Katie Hanson, left, and her parents Robin and John Hanson with bundled-up Thanksgiving food items they donated to the Lawndale food pantry. The spent about
Katie Hanson, left, and her parents Robin and John Hanson with bundled-up Thanksgiving food items they donated to the Lawndale food pantry. The spent about $1,500 with non-perishable food that filled up their large Suburban SUV. (Brad Graverson / Staff Photographer)

They bought so much food they needed to lower the seats inside their Chevrolet Suburban. There were boxes of macaroni and cheese, hefty bags of potatoes, cans of tuna, chicken, green beans, pineapple and much more.

John and Robin Hanson of Hawthorne and their 27-year-old daughter Katie of Redondo Beach made their purchases Monday from Costco and Fresh & Easy, racking up a bill of about $1,500.

And on Wednesday morning, the family got to see volunteers at the Lawndale Community Center put it to good use as they handed out bags loaded with many of the Hansons's items to people waiting in line.

"Once a year we try to do something," said John Hanson, 55, a self- employed customs broker who clears imports for U.S. Customs and Border Protection. "I've been fortunate. We try to pass it on."
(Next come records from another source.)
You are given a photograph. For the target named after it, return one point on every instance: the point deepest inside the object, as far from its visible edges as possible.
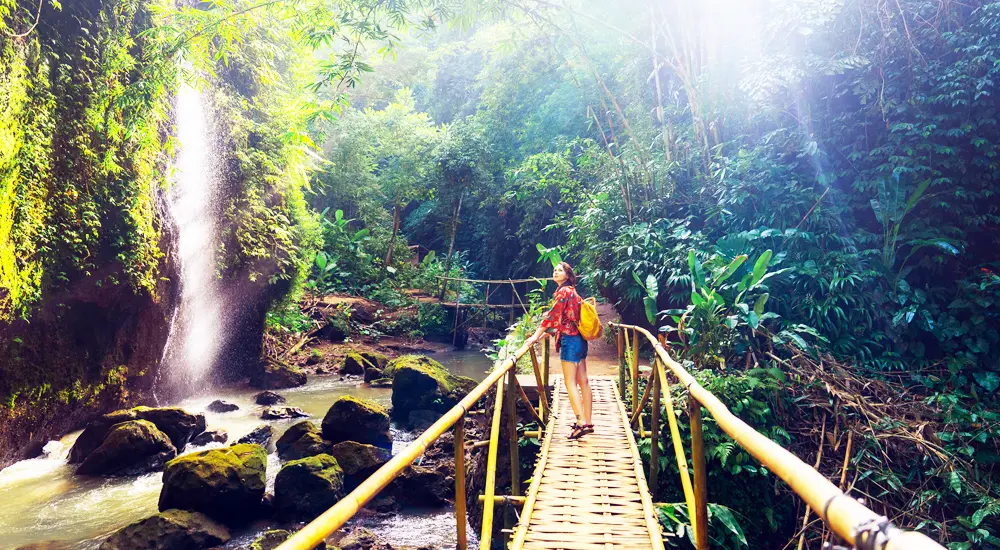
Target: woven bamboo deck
(590, 493)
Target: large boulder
(421, 487)
(354, 363)
(361, 420)
(268, 398)
(211, 436)
(422, 383)
(95, 432)
(300, 441)
(358, 460)
(130, 448)
(305, 488)
(282, 413)
(227, 484)
(169, 530)
(273, 376)
(262, 435)
(179, 425)
(220, 406)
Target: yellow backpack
(590, 325)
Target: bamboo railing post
(545, 367)
(622, 358)
(700, 515)
(515, 467)
(654, 436)
(486, 539)
(460, 516)
(635, 369)
(543, 390)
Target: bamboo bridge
(592, 493)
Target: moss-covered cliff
(88, 268)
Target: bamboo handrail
(336, 516)
(494, 281)
(850, 519)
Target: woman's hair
(570, 275)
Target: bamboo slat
(588, 493)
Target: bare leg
(586, 393)
(572, 391)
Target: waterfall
(194, 339)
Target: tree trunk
(395, 231)
(451, 245)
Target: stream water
(44, 505)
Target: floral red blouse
(565, 313)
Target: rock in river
(211, 436)
(305, 488)
(358, 460)
(274, 376)
(226, 484)
(169, 530)
(422, 383)
(301, 440)
(221, 406)
(268, 398)
(280, 413)
(179, 425)
(130, 448)
(361, 420)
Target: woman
(562, 319)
In years past, the Hansons have contributed to local school programs and ball drives organized by the Hawthorne Fire Department and the Daily Breeze. In fact, it was the Hansons who in late 2008 donated some 2,000 balls that the newspaper turned over to the Boys & Girls Clubs of Los Angeles Harbor. It was the single largest donation in the history of the Breeze's initiative.

This year, the Hansons said they decided to buy groceries for the city of Lawndale's food program after reading about it and other local pantries in Sunday's newspaper. The story outlined the challenges many local agencies and charitable organizations face as they collect food items for more people in need.

The next morning, the Hansons called the city of Lawndale to ask whether the program could handle a sizeable donation. After staff members offered suggestions, the Hansons headed to the store.

"We just kept filling up carts," said Katie Hanson as she and her parents watched volunteers on Wednesday grab bags to hand over to people moving through the line.

Lawndale offers food weekly to roughly 80 families, based on donations the program receives from the Foodbank of Southern California in Long Beach. Last week, volunteers had prepared 72 bags with staples such as beans, rice and beef stew for the same number of waiting families. Not everyone got a frozen chicken or turkey loaf, however; there weren't enough on hand.

"I would like to say that the amount of food that was donated from the family was just super-appreciated," said Mike Estes, the city's community services manager.

"We think we're lucky, so we want to help," Katie Hanson said. "If anyone else is in a position that they can give back, they should. We're not rich. We're just fortunate."